Helsinki's Guggenheim competition receives thousands of submissions while city's architects have an alternative plan

Helsinki is set to get its very own Guggenheim museum, but one group of architects have launched a crowdsourcing campaign calling for wider ideas about how to improve the city.

"The Next Helsinki" calls upon "architects, urbanists, landscape architects, artists, environmentalists, students, activists, poets, politicians, and all others who love cities" to submit ideas to transform and develop the city.

The competition is an alternative to the popular Guggenheim Helsinki Design Competition, the first stage of which received 1,715 submissions from 77 countries, it was announced this week. The museum's two-part competition was launched on June 4 and 5 with events in Helsinki and at the Venice Architecture Biennale.

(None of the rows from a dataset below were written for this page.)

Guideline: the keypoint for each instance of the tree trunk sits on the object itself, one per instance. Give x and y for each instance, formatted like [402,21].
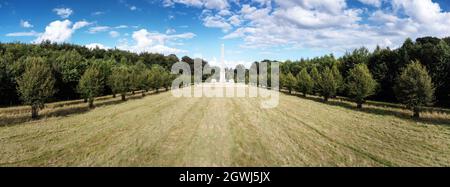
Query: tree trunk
[34,112]
[416,111]
[359,105]
[91,102]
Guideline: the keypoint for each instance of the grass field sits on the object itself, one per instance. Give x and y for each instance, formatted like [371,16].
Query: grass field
[161,130]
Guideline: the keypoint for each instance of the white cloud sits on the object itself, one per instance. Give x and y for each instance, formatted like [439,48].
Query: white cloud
[114,34]
[26,24]
[63,12]
[154,42]
[121,27]
[216,22]
[375,3]
[208,4]
[96,45]
[97,29]
[170,31]
[98,13]
[60,31]
[19,34]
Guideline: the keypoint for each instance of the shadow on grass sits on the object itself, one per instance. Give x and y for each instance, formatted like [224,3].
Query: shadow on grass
[67,110]
[378,110]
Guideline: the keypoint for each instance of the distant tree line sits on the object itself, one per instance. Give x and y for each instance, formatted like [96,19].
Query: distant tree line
[33,74]
[416,74]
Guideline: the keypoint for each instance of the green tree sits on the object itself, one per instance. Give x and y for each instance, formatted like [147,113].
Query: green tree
[91,85]
[156,77]
[36,85]
[305,83]
[288,81]
[360,84]
[328,84]
[338,77]
[414,87]
[119,81]
[316,80]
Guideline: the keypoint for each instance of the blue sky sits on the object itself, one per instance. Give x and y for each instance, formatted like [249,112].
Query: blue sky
[252,30]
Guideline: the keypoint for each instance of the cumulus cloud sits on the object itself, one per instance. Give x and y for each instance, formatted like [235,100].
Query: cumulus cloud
[114,34]
[334,26]
[96,45]
[63,12]
[26,24]
[154,42]
[20,34]
[375,3]
[60,31]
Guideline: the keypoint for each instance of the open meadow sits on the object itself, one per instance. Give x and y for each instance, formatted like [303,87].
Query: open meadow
[162,130]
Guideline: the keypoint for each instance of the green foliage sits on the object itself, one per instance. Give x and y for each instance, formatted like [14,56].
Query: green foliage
[91,84]
[360,84]
[338,77]
[414,87]
[36,85]
[305,83]
[288,81]
[328,84]
[316,79]
[156,77]
[119,81]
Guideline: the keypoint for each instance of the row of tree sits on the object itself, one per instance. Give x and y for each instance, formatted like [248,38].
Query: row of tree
[68,63]
[37,84]
[413,87]
[386,65]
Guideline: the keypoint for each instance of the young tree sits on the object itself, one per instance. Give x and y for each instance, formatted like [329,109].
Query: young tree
[360,84]
[305,83]
[315,76]
[36,85]
[338,77]
[414,87]
[289,82]
[91,85]
[156,77]
[327,84]
[119,81]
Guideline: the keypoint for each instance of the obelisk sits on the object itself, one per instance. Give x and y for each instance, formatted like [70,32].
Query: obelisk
[222,66]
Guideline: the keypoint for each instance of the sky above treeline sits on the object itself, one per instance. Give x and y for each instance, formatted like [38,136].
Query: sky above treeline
[252,30]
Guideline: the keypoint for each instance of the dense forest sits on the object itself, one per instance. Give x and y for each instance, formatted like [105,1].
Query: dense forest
[68,63]
[385,65]
[78,72]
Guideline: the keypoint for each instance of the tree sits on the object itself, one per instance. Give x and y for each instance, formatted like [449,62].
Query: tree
[414,87]
[316,79]
[91,85]
[119,81]
[360,84]
[288,81]
[328,85]
[36,85]
[156,77]
[305,83]
[338,77]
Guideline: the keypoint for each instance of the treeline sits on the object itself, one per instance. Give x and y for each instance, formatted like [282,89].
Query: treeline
[33,74]
[71,65]
[416,74]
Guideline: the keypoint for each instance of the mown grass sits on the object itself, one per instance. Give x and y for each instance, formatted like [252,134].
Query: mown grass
[160,130]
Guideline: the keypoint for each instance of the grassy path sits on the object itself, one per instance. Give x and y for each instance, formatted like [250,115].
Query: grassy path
[161,130]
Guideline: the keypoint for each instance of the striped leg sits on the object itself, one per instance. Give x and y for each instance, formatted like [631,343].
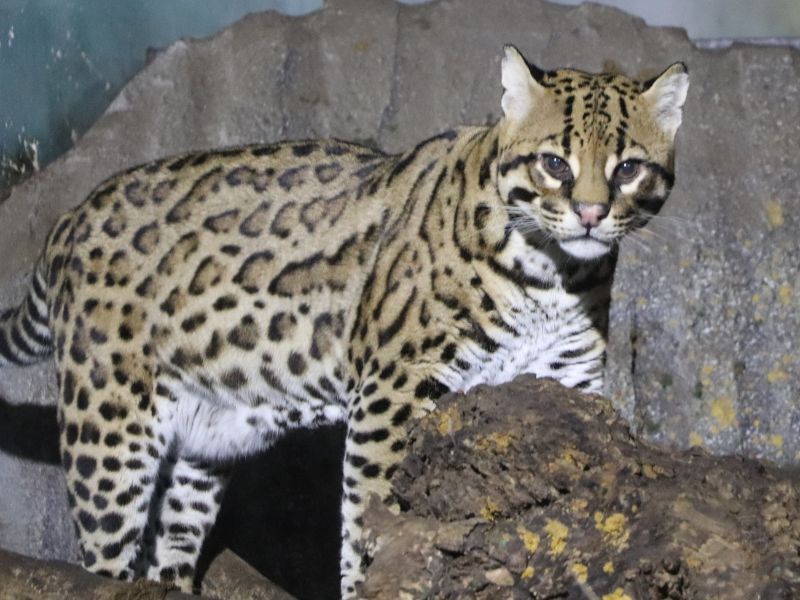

"The Next Helsinki" campaign has positioned itself as an alternative to the Guggenheim proposal, with the website stating: "Now, the Guggenheim Foundation has launched a design competition on one of Helsinki's most valuable and compelling physical sites for a new Guggenheim building, in hopes of a transformation akin to the "miracle" in Spain.

"The City of Helsinki is tempted to spend hundreds of millions of municipal euros in return for the benefits of the branding of the city with someone else's mark. Is this really the best use for the site and tax money?"

The competition has been organized by Checkpoint Helsinki, GULF and Terreform. Anonymous submissions will be judged by an independent panel of industry experts, with the aim of bringing the winning concepts into the public arena in order to eventually be brought to life.

The deadline for "The Next Helsinki" is March 2, 2015.